The NFU believes that the government’s public procurement policies create an opportunity to utilise public spending to invest in the national economy, the environment, and the health of consumers and communities who supply the country’s food.
Yesterday Her Majesty the Queen, outlined in Parliament a new Procurement Bill which intends to:
- Reform the UK’s public procurement regime, making it quicker, simpler, and better able to meet the country’s needs while remaining compliant with our international obligations.
- Make public procurement more accessible for new entrants such as small businesses and voluntary, charitable and social enterprises to compete for and win public contracts.
We welcome a renewed approach to public procurement and hopes future legislation will enable more inward investment in our sector, its standards, and values.
As stated in our Levelling up Rural Britain report, public sector food procurement can reconnect people with their diets and ensure everyone can eat great British food, regardless of where they live or their income.
Championing British food
Serving more local British food in our hospitals and schools would be a huge vote of support for British food and farming.

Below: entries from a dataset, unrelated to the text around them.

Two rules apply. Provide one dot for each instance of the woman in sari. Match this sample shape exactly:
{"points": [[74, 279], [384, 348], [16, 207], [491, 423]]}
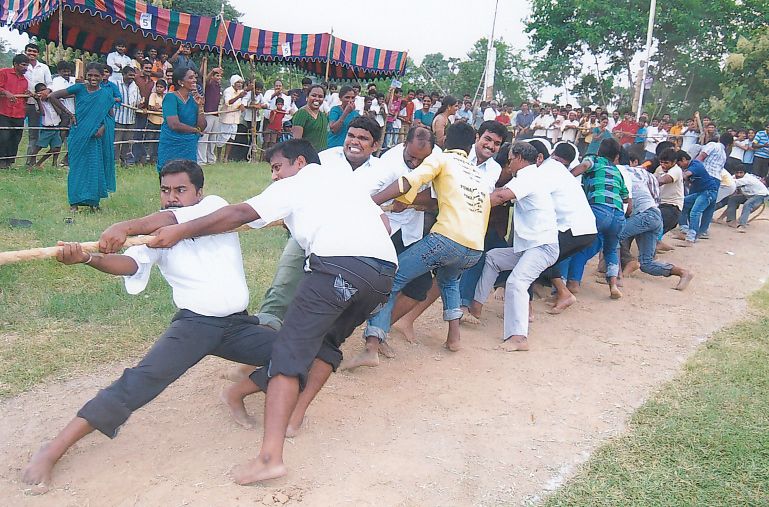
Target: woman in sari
{"points": [[91, 177], [183, 120]]}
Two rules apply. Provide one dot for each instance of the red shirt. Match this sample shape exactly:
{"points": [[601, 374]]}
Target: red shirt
{"points": [[630, 127], [15, 84]]}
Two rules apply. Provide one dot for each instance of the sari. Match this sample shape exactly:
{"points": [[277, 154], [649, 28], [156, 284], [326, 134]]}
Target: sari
{"points": [[90, 177], [178, 145]]}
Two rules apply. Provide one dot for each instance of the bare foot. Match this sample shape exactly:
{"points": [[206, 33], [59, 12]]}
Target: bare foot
{"points": [[630, 268], [573, 286], [38, 471], [562, 304], [293, 430], [369, 357], [237, 409], [453, 344], [386, 350], [259, 469], [683, 283], [407, 330], [515, 344]]}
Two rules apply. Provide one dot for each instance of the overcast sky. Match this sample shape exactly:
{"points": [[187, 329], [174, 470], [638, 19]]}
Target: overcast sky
{"points": [[426, 26]]}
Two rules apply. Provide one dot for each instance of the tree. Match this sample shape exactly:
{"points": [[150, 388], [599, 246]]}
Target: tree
{"points": [[744, 90]]}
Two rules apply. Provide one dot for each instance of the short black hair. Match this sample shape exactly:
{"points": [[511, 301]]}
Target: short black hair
{"points": [[193, 170], [525, 150], [293, 149], [668, 155], [460, 136], [19, 59], [609, 149], [494, 127], [366, 123], [565, 151], [421, 134]]}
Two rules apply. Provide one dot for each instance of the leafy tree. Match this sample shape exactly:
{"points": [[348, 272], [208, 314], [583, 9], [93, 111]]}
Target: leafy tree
{"points": [[745, 88]]}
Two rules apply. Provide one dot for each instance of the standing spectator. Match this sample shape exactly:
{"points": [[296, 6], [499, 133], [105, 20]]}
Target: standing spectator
{"points": [[145, 84], [310, 122], [125, 117], [232, 109], [761, 152], [213, 96], [155, 119], [183, 59], [117, 60], [91, 158], [37, 72], [61, 82], [183, 119], [340, 116], [13, 88]]}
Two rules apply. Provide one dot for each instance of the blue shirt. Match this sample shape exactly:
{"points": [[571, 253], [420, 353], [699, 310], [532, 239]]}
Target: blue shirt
{"points": [[700, 180], [425, 118], [762, 138]]}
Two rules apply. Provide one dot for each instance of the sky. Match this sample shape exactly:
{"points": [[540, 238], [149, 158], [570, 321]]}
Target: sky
{"points": [[430, 26]]}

Public sector food procurement can allow citizens to eat healthier, more environmentally sustainable food produced by British producers and suppliers while ensuring public money is spent on protecting public values.
We welcome the Bill and continue to urge the government to use public procurement to champion British food and British food standards in our schools, hospitals, armed forces and across other public bodies.
We particularly welcome the following measures which the Bill is seeking to address:
- Enshrining in law the principles of public procurement such as value for money, public benefit, transparency, integrity, fair treatment of suppliers and non- discrimination.
- Overhauling the complex and inflexible procurement procedures.
- Requiring buyers to have regard to the government’s strategic priorities.
- Establishing a single data platform for supplier registration.
- Tackling unacceptable behaviour such as supplier fraud.
- Reforming the process for challenging procurement decisions.
The Bill follows a consultation period which we responded to in March – read our (member-only access) response Transforming Public Procurement.
The importance of monitoring
However, we further urge government to look at how they can address data collection, auditing, and monitoring of the sector.
Any future legislation should aim at increasing the amount of high-quality, sustainable British food being served. government must be ambitious in its commitment to source from British food producers and should maximise the current policy discussions and opportunities to address current challenges within the sector.